Teams have come from the following growing list of universities: U.Akron, ASU, Berkeley, Boston U., UC Davis, UC San Diego, U.Colorado Denver, Columbia, Duke, U.Florida, Florida Inst. of Tech, Georgia Tech, U.Houston, Howard, U.Illinois at Urbana-Champaign, John Hopkins, UMass Amherst, UMass Lowell, U.Michigan, MIT, Oregon State, UPenn, Penn State, U.Pittsburg, Portland State, Purdue, RIT, U.Rochester, Seattle Pacific, Southern Illinois University at Carbondale, USC, U.Scranton, Tufts, Vermont Tech, Virginia Tech, WPI.
Most of all students have been gaining a remarkable experience that has been described as an “experience that every engineer should go through” and that competition students, “finally know what it is to be an engineer.”
Innovations, impact and successes
One of the major successes has been the creation of freely available professional design guides from Cornell that have been developed largely “by students, for students”; materials that have been described by one student as being “worth their weight in golden sheets of paper”.
Furthermore, the Cornell lab supporting the Cup is also developing a modular robotic platform, the ModBot, that is designed with well-defined interfaces and detailed documentation purposefully created for teams to replace/add elements to, or utilize elements from, in order to create their own entry design.

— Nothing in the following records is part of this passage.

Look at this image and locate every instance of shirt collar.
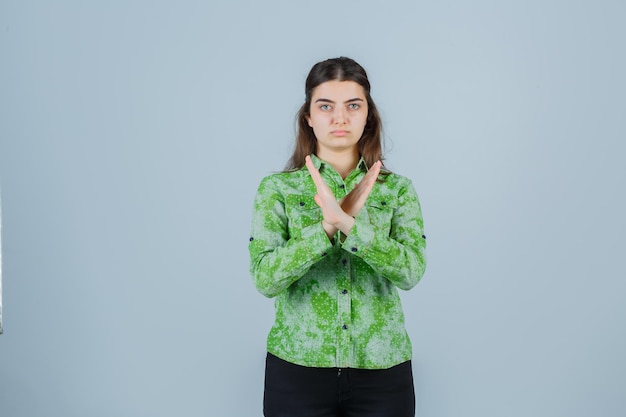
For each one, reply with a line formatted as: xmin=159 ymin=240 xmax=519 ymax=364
xmin=308 ymin=154 xmax=369 ymax=172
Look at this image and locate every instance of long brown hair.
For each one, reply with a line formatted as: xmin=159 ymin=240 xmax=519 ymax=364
xmin=284 ymin=57 xmax=387 ymax=172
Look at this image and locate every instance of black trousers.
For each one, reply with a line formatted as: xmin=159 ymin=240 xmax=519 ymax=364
xmin=263 ymin=353 xmax=415 ymax=417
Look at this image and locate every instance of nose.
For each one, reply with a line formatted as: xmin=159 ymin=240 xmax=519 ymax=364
xmin=333 ymin=106 xmax=346 ymax=125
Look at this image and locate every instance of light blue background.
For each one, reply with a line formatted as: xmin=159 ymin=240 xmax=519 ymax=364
xmin=1 ymin=1 xmax=625 ymax=416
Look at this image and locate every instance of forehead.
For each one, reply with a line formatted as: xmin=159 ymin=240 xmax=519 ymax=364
xmin=311 ymin=80 xmax=366 ymax=101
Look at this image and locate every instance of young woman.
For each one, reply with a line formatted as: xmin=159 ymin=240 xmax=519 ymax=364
xmin=249 ymin=57 xmax=427 ymax=417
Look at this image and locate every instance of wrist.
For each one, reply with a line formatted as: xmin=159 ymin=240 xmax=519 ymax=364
xmin=335 ymin=212 xmax=355 ymax=236
xmin=321 ymin=220 xmax=338 ymax=240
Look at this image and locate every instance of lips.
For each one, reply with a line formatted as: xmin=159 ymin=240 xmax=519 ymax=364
xmin=331 ymin=130 xmax=348 ymax=137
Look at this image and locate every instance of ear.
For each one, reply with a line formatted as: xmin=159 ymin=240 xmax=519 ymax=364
xmin=305 ymin=114 xmax=312 ymax=128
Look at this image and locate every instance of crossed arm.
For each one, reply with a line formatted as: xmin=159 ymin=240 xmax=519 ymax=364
xmin=250 ymin=156 xmax=425 ymax=296
xmin=304 ymin=155 xmax=382 ymax=240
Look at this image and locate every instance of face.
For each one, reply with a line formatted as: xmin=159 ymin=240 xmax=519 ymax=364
xmin=306 ymin=80 xmax=368 ymax=157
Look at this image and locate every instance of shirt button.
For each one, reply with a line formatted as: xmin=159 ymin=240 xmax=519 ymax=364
xmin=342 ymin=324 xmax=348 ymax=330
xmin=381 ymin=201 xmax=386 ymax=206
xmin=321 ymin=252 xmax=327 ymax=257
xmin=249 ymin=237 xmax=254 ymax=242
xmin=342 ymin=289 xmax=348 ymax=294
xmin=299 ymin=201 xmax=305 ymax=207
xmin=422 ymin=235 xmax=426 ymax=239
xmin=351 ymin=247 xmax=357 ymax=252
xmin=339 ymin=184 xmax=345 ymax=189
xmin=341 ymin=258 xmax=347 ymax=266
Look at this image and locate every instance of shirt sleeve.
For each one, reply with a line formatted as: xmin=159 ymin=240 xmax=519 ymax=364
xmin=341 ymin=178 xmax=427 ymax=290
xmin=248 ymin=175 xmax=334 ymax=298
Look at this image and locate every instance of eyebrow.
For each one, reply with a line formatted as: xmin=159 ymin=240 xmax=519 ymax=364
xmin=314 ymin=98 xmax=365 ymax=104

As a demonstration of its versatility, the ModBot system has been used to create a variety of robots from autonomous omni-directional rovers, to humanoid robots that can play RockBand the video game with 98% accuracy on expert, to even droids inspired by R2-D2 and C-3PO.
The Cup overall has been designed to be a launch pad for students to achieve even greater success. Even in just its 2nd year, the Cup helped launch the grand prize team Titan Arm from UPenn to get press in the Washington Post, NBC, CNN, Wired, Discovery News and many other media groups. Then from the design process and their work in the Cup, that project went on to win the James Dyson Award, making them the first US group to ever win that honor.
As an example of the sense of community and responsibility that has come out of the Cup, the 2013 grand prize, Smart Robotic Prosthetic Hand from WPI, donated a portion of their winnings back to their high school to enable the next generation of Makers. There are many other stories like these but overall students are hungry to be a part of something that will make a real world difference and to find a means by which their ideas can be taken seriously. The Cup provides an empowering national platform for them to prove themselves while developing professional design skills that will drive them throughout their careers.